**Import the Libraries**

In [None]:
# import the libraries
import pandas as pd
import numpy as np

In [None]:
# import the visualizations libraries
import matplotlib.pyplot as plt
import seaborn as sns
import warnings
warnings.filterwarnings("ignore")

**Loading the dataset**

In [None]:
df = sns.load_dataset("titanic")

In [None]:
df.head()

In [None]:
df.info()

In [None]:
#Remove columns that are similar
columns_to_drop = ["alive", "class", "embarked"]
df.drop(columns_to_drop, axis = 1, inplace = True)

In [None]:
df.head()

**Exploratory Data Analysis**

*Analyze missing values*

In [None]:
null_num = []
for i in df.columns:
    x = df[i].isnull().sum()
    null_num.append(x)

In [None]:
null_num

In [None]:
pd.DataFrame(null_num, index = df.columns, columns = ["Total missing values"])

In [None]:
#There's just too many missing values in the deck variable
#but before we remove it:
sns.set_style("darkgrid")
sns.countplot(x = "deck", data = df, palette = "viridis")

In [None]:
#Let's determine who's going to survive according to this variable


In [None]:
sns.set_style("darkgrid")
sns.countplot(x = "deck", data = df,hue = "survived", palette = "viridis")

In [None]:
columns_to_drop = ["deck"]
df.drop(columns_to_drop, axis = 1, inplace = True)

In [None]:
df.head()

*Analyzing the age variable according to the pclass variable*

In [None]:
plt.figure(figsize = (10,6))
sns.boxplot(x = "pclass", y = "age", data = df)

In [None]:
# function that fills the missing values in age column with the Q2s according to pclass
def fillna_age(columns):
    age = columns[0]
    pclass = columns[1]
# The function expects columns to be a list containing two elements: age and pclass.
# It assigns the first element to age and the second to pclass.
    
    if pd.isnull(age):
        if pclass == 1:
            return 38
        elif pclass == 2:
            return 29
        else:
            return 24
    else:
        return age

In [None]:
# apply the function to the age variable
df.age = df[["age", "pclass"]].apply(fillna_age, axis = 1)

In [None]:
# look for any missing values
null_num = []
for i in df.columns:
    x = df[i].isnull().sum()
    null_num.append(x)
pd.DataFrame(null_num, index = df.columns, columns = ["Total missing values"])

In [None]:
# drop the 2 NaNs 
df.dropna(inplace = True)

In [None]:
# look for any missing values
null_num = []
for i in df.columns:
    x = df[i].isnull().sum()
    null_num.append(x)
pd.DataFrame(null_num, index = df.columns, columns = ["Total missing values"])

**Binary Analysis**

*Analyze the target variable "Survived"*

In [None]:
sns.set_style("darkgrid")
sns.countplot(x = "survived", data = df, palette = "viridis")

In [None]:
df.survived.value_counts() # or df["survived"].value_counts()

In [None]:
sns.set_style("dark")
sns.countplot(x = "survived", hue = "alone", data = df, palette = "viridis")

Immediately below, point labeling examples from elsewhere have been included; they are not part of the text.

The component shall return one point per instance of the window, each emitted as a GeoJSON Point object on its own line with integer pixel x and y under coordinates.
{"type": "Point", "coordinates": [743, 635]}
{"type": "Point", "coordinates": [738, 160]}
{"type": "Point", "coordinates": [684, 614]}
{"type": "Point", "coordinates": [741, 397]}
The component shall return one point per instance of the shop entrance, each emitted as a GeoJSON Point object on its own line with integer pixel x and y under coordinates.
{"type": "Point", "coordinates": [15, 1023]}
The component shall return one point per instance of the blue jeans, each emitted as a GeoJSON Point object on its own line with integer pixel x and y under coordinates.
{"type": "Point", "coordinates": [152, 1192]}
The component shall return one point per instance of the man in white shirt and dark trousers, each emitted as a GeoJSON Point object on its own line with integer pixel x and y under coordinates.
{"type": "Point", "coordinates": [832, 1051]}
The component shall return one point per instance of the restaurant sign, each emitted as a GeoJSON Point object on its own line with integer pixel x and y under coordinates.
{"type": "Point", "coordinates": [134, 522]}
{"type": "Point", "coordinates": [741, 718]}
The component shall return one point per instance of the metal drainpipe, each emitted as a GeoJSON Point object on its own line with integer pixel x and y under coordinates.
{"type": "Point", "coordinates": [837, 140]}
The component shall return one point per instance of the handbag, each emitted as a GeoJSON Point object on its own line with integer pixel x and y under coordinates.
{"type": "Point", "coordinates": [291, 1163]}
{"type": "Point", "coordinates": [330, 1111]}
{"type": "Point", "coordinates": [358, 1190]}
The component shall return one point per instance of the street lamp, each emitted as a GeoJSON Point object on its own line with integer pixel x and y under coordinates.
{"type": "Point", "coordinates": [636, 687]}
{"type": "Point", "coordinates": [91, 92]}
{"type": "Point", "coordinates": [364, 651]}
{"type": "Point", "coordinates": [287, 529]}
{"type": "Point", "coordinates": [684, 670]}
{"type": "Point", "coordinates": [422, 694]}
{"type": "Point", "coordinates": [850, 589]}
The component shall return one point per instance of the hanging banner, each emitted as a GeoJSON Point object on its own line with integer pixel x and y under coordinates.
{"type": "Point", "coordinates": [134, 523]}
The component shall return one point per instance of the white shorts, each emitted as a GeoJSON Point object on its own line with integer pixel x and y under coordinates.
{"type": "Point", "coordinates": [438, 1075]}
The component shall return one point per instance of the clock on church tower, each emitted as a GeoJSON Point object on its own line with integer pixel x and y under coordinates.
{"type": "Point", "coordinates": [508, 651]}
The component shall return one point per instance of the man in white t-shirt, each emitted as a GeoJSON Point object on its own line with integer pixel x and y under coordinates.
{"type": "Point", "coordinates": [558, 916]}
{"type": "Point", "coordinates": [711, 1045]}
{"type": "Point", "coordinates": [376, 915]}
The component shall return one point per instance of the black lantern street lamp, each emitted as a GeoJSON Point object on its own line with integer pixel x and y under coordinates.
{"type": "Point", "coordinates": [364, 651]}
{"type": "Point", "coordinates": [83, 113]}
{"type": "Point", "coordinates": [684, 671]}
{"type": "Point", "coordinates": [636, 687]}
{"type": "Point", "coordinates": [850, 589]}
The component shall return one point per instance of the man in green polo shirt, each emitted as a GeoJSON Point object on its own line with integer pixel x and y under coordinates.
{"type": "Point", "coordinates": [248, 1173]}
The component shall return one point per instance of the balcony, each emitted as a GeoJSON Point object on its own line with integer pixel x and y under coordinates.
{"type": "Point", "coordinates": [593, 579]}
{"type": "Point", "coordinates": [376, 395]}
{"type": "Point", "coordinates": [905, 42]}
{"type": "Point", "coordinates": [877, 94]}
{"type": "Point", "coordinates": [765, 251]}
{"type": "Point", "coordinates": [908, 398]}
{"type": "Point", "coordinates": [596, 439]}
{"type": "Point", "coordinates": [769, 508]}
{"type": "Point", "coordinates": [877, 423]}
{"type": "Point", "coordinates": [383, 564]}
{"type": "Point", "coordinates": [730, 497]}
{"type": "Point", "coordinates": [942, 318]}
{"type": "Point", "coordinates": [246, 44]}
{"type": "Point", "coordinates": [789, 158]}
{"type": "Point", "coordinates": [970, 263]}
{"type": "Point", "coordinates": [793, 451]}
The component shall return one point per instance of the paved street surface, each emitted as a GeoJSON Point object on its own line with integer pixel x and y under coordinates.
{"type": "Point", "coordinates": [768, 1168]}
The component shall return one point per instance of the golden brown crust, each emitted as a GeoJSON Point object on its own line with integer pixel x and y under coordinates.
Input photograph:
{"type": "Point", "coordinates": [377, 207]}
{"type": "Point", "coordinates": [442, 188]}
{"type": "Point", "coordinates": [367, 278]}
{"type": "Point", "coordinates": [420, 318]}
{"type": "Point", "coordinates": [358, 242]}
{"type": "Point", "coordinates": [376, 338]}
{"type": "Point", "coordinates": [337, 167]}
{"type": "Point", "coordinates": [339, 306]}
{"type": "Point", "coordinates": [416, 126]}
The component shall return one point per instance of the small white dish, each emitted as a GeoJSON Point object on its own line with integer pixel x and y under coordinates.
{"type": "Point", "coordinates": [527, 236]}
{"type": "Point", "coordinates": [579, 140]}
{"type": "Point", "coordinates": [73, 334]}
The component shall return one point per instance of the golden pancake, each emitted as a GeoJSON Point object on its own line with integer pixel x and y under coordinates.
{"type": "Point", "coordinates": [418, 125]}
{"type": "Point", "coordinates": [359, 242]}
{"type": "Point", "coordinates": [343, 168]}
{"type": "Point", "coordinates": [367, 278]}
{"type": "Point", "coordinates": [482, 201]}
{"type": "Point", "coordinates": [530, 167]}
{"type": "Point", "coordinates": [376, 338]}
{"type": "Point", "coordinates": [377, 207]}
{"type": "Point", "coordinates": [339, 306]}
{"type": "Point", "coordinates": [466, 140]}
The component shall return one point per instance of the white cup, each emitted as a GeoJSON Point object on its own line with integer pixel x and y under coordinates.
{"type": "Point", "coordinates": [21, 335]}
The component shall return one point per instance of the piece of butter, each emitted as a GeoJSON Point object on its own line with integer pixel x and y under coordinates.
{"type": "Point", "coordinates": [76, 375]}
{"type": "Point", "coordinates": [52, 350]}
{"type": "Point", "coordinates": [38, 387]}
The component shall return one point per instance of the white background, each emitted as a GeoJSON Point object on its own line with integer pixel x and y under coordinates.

*What's the effect of being an adult male on board?*

In [None]:
sns.set_style("ticks")
sns.countplot(x = "survived", hue = "adult_male", data = df, palette = "rainbow")

In [None]:
# Investigating the effect of gender on survival
sns.set_style("darkgrid")
sns.countplot(x = "survived", hue = "sex", data = df, palette = "viridis")

Majority of those who lost their lives were men
There were more female survivors
We can conclude that indeed women and kids were given priority

*Do the port cities, where the passengers embarked, impact survival?*

In [None]:
sns.set_style("darkgrid")
sns.countplot(x = "survived", hue = "embark_town", data = df, palette = "rainbow")

In [None]:
df.embark_town.value_counts()

*What are the chances of survival if one had either a sibling or spouse?*

In [None]:
sns.set_style("darkgrid")
sns.countplot(x = "survived", hue = "sibsp", data = df, palette = "rainbow")